Released in August, the latest album from Heaven’s Jail – Ace Called Zero – was produced by Phosphorescent, aka Matthew Houck, who has describes Ferorelli as his “favorite kind of songwriter,” a “sensitive but not sappy” talent who “has the ability to casually sneak complex imagery and metaphor into a deceptively simple package.”

Ferorelli and his band made up of James Preston on bass and harmonies and Ethan Schmid on drums have been bringing Ace Called Zero to the masses on their first national tour.  Pollstar caught up with him the morning after Heaven’s Jail made its Los Angeles debut at the Silverlake Lounge.

How do you get from rap and Black Sabbath to an album like Ace Called Zero?

Rap music and heavy metal … that’s the stuff I grew up listening to as a kid.  That’s just kind of what I gravitated towards.  I grew up in New York City. Being my age … I guess … punk music wasn’t really what you would listen to if you wanted to piss your parents off.  That moment had come and gone. Rap music was the stuff that was kind of like threatening or spooky. … That’s my first love and I still love all that stuff and listen to it.

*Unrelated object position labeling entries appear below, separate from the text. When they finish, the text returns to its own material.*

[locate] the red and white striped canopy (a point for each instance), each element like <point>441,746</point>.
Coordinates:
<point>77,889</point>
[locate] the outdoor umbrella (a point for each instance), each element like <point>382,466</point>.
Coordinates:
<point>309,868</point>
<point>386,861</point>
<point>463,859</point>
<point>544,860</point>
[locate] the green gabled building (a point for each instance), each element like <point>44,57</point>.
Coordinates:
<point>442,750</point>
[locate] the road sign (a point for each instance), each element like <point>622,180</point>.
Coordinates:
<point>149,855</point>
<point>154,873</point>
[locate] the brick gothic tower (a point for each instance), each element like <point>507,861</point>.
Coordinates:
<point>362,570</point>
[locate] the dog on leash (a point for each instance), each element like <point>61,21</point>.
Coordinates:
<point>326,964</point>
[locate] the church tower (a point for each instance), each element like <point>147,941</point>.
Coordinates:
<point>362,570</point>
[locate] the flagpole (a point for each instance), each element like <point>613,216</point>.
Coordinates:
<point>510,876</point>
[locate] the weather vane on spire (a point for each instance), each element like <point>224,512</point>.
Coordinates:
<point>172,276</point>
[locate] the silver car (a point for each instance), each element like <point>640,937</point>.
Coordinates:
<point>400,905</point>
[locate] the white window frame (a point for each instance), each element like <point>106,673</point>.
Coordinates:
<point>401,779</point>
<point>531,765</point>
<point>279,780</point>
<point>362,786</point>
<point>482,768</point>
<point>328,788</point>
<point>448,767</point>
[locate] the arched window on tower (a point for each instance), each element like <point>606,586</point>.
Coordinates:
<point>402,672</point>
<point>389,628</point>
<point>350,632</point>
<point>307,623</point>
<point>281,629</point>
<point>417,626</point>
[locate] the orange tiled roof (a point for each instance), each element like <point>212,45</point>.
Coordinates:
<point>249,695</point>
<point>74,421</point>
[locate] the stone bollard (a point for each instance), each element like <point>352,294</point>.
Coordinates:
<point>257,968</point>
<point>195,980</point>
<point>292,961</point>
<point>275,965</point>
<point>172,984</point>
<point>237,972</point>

When I grew up they used to have these kind of cheapo CD stores.  I don’t know if they were bootlegs … unauthorized or whatever, but you could get a greatest hits CD by Johnny Cash or Waylon Jennings for, like, $5 or $7.  Being a kid, I didn’t have a lot of money, so I’d go to these stores and take a chance on stuff.  Johnny Cash was like the gateway drug.  It started going from there. 

Country music is not for everybody, it doesn’t resonate with everybody, but for me, I really liked it. From Johnny Cash it’s a short leap to Kristofferson.  Other ’70s singer/songwriter dudes, outlaw country and stuff – I loved that.  If you love music, you do your own investigating. You want to discover where stuff comes from.

The Doors are definitely a big favorite.  I’ve loved them since I was a kid and never stopped liking them … there’s some of that in our sound.  We love that stuff.

What was the first show you ever saw?

I think I saw Blood, Sweat & Tears. My parents took me when I was a little kid. As far as when I first bought tickets to see a show, I used to go to a lot of crummy, like, second-wave New York hardcore shows when I was a kid.  I’d go to Coney Island High and CBGBs.  They’d have matinee shows on Sundays.  I saw Motörhead and Wasp in high school. That was pretty killer. 

New York is weird. … Nobody had garages so there weren’t that many bands. As you grow up and meet people in bands, people talk about, if they grew up in the suburbs, they’d go to VFW Hall or something. There were a lot of shows around.  It didn’t really occur to kids in New York to start bands because you have to pay an hourly rehearsal room and [other things].  It’s more complicated. So it was a different scene.

With real estate being an ultra-valuable commodity, finding a place where a band can be as loud as it wanted to be had to be pretty tough.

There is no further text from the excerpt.